Suggestion - On Screen Keyboards
For any course involving two different alphabets, we should really offer an on-screen keyboard in those alphabets.
I've only dabbled in the Russian course and was put-off by the input of Cyrillic (not the fact of Cyrillic). I've had a quick go at Hebrew and the only way I could type in Hebrew was to get an answer wrong, copy the suggested answer and paste it in.
I know that it's possible to fiddle about and change keyboard settings etc, but we shouldn't really have to do that. A simple optional onscreen keyboard set-up similarly to the lists of accented characters (in the languages that have them) would be very welcome.
Even if this doesn't happen, I am planning to try the Russian again in the future (when I'm happy with Polish - which will probably be in about 20 years), but solely on my phone as it's a lot simpler to change the keyboard on there (as the symbols change as well as the behind the scenes stuff - on the PC, the keyboard is still in Roman script and in QWERTY layout whatever settings I apply).
I'd even go so far as to say with the addition of many non-European languages that this would be essential rather than just a nice to have.
> I know that it's possible to fiddle about and change keyboard settings etc, but we shouldn't really have to do that.
"We shouldn't really have to do that . . . "? Why not? Millions of people are already getting along quite well on Duo doing just that. Keyboards are easy to load under the various operating systems that we consumers use. Do a search in the forum on keyboard and you'll find instructions. If you simply can't figure it out, re-post and ask for instructions.

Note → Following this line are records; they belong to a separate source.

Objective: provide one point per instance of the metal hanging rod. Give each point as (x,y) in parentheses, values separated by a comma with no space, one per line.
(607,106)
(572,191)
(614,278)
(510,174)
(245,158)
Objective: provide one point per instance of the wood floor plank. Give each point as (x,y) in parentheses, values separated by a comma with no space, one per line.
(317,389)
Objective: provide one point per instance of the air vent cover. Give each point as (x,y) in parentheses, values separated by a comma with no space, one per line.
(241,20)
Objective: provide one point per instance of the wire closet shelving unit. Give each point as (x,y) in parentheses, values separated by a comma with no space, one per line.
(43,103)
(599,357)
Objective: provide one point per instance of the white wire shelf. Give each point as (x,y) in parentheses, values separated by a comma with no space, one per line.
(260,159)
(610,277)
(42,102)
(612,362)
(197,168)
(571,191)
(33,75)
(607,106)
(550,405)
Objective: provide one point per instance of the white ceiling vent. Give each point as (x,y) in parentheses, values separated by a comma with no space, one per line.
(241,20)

Thanks, I've got it but a couple of places I know that were excited about the Hebrew are new to duolingo and wouldn't know where to look or that these boards exist. I'm helping the folks there find the resources to install Hebrew typing. I wonder how many people that's a hurdle that makes them quit.
> The fact it can be done like that does not mean it should be done like that.
Should? Obviously Duolingo does not agree. This subject has been raised countless times (did you make an attempt to look for such discussions?) and Duo has somehow not done what they "should." So you can stay on your high horse or try the workaround suggested. It's up to you.
> I can figure it out, I'm an IT professional.
Undoubtedly an IT professional can handle it, as millions of non-IT professionals already have.
> Also, the physical keyboard does not match the software keyboard.
Use your IT professional brain. Try installing whichever keyboard you need, then print out all the rows of the keyboard to use as a reference until you master the new layout. Print this either onto paper or into a file that you can popup yourself in a separate window, .
And/or learn how to touch type on the new keyboard. There are great free resources for this. keybr.com is super, as you can upload your own texts to practice on, and klavaro is nice, as you can download the program to your computer to use offline. Or just use a text file on your computer, as outlined in my comment on this thread, which describes pretty much the same tack as klavaro takes.
Best of success. However you go about this, learning to touchtype on a foreign language keyboard will be useful anywhere you use such a keyboard, not just on Duo.
Hi! German course have few German specific letters displayed on-screen. For languages like Russian or Hebrew the full blown keyboard is needed. In my opinion, the best solution is physical keyboard and it is not too expensive. After all, you are learning the language to use it outside Duolingo and you will probably need a decent keyboard. While you are waiting for your new keyboard to be delivered, you could help yourself with on screen keyboard your OS provides, as DuoFaber suggests.